The City of Concord distributes water throughout the community after treatment at the Water Treatment Plant. Water is collected from Penacook Lake and treated according to national standards enforced by the U.S. Environmental Protection Agency (EPA) and the Safe Drinking Water Act (SDWA). Concord General Services’ Water Treatment Division ensures these standards are met to provide the highest water quality possible and to protect public health, while still ensuring environmental protection.
Water Treatment Process
The City of Concord’s Water Treatment Plant follows a traditional treatment process of coagulation, flocculation, sedimentation, and filtration.
Raw water from Penacook Lake is screened to remove large floating debris before entering the treatment plant. The water then travels through the raw water pumps and a coagulant is added to create floc, which are sticky particles that bond with the elements in the water that need to be removed (such as sticks, twigs, leaves, natural minerals, etc.).
The water then passes through to one of four flocculation basins where the water and coagulant are first rapidly mixed, then slowly mixed to ensure clustered particles. The thicker the cluster, the easier the element can be removed from the water.
After passing through the flocculators, the water flow slows down to allow the now heavy clustered particles to settle to the bottom of the sedimentation basin by gravity. Scrapers push the material at the bottom of the basin into a sludge drain, which travels to the City’s Wastewater Treatment Plant.
Water then flows down through a 3-foot dual media filter made of silica sand and Granular Activated Carbon to ensure any remaining particulate is captured.
5. Secondary Treatment
Sodium Hypochlorite (Chlorine) is added as the primary disinfectant. The water then stays in the 4.7 million gallon clearwell to allow for necessary contact time. After this process, the water is treated for corrosion control (to reduce pipe disintegration into the water), alkalinity (to maintain water consistency), and secondary disinfection (to transition chlorine to chloramine to maintain disinfectant longer throughout the distribution system).

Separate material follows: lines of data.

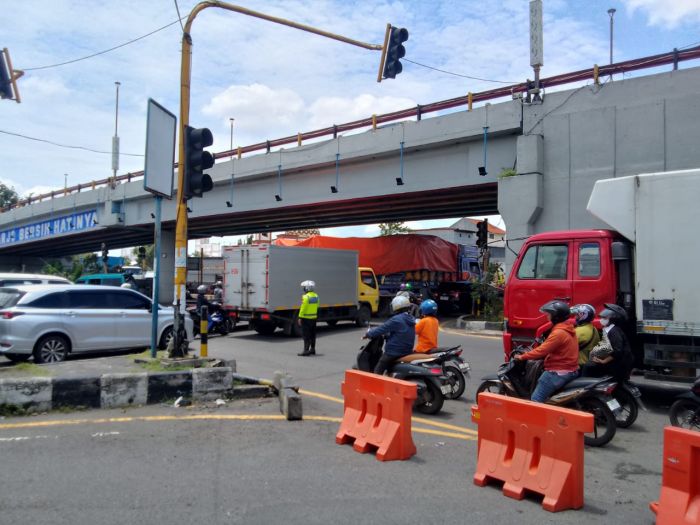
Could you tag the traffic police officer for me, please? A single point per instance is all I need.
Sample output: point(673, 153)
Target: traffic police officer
point(308, 313)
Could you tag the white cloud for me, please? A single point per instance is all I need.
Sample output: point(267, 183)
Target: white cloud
point(668, 13)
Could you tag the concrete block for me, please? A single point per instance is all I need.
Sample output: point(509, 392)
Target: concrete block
point(211, 383)
point(167, 386)
point(76, 392)
point(120, 390)
point(290, 404)
point(32, 394)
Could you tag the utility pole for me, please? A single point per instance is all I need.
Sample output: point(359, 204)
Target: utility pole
point(611, 12)
point(179, 348)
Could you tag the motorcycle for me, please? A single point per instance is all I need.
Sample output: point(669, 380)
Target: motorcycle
point(220, 322)
point(588, 394)
point(685, 410)
point(431, 391)
point(455, 369)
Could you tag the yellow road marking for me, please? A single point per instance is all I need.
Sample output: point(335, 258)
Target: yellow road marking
point(414, 418)
point(200, 417)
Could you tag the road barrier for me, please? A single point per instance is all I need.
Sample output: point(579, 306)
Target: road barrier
point(679, 502)
point(531, 446)
point(377, 414)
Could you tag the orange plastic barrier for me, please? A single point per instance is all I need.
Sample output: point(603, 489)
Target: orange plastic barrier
point(377, 414)
point(679, 503)
point(531, 446)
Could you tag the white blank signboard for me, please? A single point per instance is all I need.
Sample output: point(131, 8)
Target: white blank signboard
point(160, 150)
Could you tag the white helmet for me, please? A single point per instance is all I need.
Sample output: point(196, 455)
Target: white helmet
point(400, 302)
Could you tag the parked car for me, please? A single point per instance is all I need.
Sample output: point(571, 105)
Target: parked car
point(14, 279)
point(108, 279)
point(454, 297)
point(49, 322)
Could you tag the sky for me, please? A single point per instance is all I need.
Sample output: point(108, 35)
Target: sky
point(273, 80)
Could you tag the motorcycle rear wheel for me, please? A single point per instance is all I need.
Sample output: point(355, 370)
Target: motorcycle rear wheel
point(604, 426)
point(630, 411)
point(455, 378)
point(685, 413)
point(431, 400)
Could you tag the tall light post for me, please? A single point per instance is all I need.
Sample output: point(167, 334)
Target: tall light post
point(115, 139)
point(611, 13)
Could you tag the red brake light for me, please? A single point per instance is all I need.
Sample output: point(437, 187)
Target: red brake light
point(9, 315)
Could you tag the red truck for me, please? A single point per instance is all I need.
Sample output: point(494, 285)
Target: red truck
point(644, 263)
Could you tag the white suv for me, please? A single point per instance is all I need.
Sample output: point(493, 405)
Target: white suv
point(49, 322)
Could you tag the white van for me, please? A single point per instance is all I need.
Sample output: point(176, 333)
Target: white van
point(14, 279)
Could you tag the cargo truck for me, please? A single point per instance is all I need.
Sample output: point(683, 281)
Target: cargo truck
point(646, 264)
point(262, 286)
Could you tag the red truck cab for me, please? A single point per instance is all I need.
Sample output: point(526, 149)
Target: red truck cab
point(577, 266)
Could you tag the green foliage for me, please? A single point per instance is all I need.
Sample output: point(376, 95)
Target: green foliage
point(490, 297)
point(508, 172)
point(392, 228)
point(8, 195)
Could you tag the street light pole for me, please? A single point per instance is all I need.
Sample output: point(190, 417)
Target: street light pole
point(179, 348)
point(611, 12)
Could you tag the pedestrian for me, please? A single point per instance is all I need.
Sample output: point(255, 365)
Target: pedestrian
point(559, 350)
point(308, 313)
point(399, 332)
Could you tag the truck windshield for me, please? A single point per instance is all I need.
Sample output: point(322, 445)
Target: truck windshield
point(546, 261)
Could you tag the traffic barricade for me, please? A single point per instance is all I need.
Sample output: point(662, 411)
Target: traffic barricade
point(531, 447)
point(377, 414)
point(679, 502)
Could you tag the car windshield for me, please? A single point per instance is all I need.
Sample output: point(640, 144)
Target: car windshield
point(9, 298)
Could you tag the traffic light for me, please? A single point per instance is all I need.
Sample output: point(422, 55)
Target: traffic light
point(197, 161)
point(394, 50)
point(482, 234)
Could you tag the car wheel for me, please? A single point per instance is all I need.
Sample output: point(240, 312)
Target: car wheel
point(51, 349)
point(18, 358)
point(166, 338)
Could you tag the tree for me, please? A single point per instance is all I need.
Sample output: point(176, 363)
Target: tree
point(8, 195)
point(392, 228)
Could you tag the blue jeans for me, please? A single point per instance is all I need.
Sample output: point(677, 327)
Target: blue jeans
point(550, 382)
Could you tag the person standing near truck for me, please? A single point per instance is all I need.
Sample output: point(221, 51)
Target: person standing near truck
point(308, 313)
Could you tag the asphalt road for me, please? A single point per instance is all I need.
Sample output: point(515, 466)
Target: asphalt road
point(241, 463)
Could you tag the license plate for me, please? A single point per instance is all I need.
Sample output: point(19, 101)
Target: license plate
point(614, 405)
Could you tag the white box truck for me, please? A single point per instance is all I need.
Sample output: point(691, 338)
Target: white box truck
point(645, 264)
point(262, 285)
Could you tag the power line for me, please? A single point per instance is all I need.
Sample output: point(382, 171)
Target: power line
point(65, 145)
point(103, 52)
point(458, 74)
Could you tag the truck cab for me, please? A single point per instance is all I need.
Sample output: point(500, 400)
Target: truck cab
point(574, 266)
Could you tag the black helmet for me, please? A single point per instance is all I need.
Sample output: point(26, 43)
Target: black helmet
point(559, 310)
point(614, 312)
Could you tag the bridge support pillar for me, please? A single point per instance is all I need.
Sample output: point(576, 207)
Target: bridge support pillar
point(521, 197)
point(166, 293)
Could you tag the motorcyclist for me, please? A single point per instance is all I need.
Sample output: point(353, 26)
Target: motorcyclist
point(617, 359)
point(427, 327)
point(587, 335)
point(559, 350)
point(399, 332)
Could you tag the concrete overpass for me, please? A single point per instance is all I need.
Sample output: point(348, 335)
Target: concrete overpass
point(560, 147)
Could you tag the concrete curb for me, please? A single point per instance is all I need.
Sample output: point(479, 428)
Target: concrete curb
point(41, 394)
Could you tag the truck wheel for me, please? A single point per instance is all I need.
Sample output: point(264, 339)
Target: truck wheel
point(363, 316)
point(265, 328)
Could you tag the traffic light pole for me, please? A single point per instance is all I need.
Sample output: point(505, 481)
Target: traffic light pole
point(179, 348)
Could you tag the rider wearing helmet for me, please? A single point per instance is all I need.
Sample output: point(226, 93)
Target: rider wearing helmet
point(308, 313)
point(559, 350)
point(586, 334)
point(427, 326)
point(619, 361)
point(399, 332)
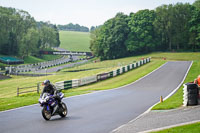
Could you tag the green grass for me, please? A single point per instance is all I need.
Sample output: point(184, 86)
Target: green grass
point(190, 128)
point(8, 102)
point(8, 88)
point(177, 99)
point(75, 41)
point(32, 59)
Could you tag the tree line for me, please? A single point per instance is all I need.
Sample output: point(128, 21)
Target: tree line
point(21, 35)
point(73, 27)
point(173, 27)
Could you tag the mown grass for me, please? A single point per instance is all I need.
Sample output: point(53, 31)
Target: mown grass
point(190, 128)
point(75, 41)
point(8, 88)
point(14, 101)
point(177, 99)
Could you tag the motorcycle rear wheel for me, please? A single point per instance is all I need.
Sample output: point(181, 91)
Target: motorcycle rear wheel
point(64, 110)
point(46, 114)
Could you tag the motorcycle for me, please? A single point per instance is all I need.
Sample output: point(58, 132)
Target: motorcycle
point(51, 107)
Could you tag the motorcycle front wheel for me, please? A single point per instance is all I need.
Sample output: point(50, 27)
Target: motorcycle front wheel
point(64, 110)
point(46, 114)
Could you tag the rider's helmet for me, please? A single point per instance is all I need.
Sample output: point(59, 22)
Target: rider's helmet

Treated water is first transmitted to the five storage tanks throughout Concord. The tanks have a combined storage capacity of 7.5 million gallons of water. It is important to make sure these water tanks have an adequate supply of water at all times in order to maintain water distribution in emergency situations. The City of Concord also owns a well field that can provide up to 1 million gallons of ground water a day if needed as a backup to the treatment plant. After water reaches the storage tanks, distribution then continues to supply potable water throughout the whole community. The tanks are spaced out throughout the city to maximize water distribution and pressure to surrounding areas.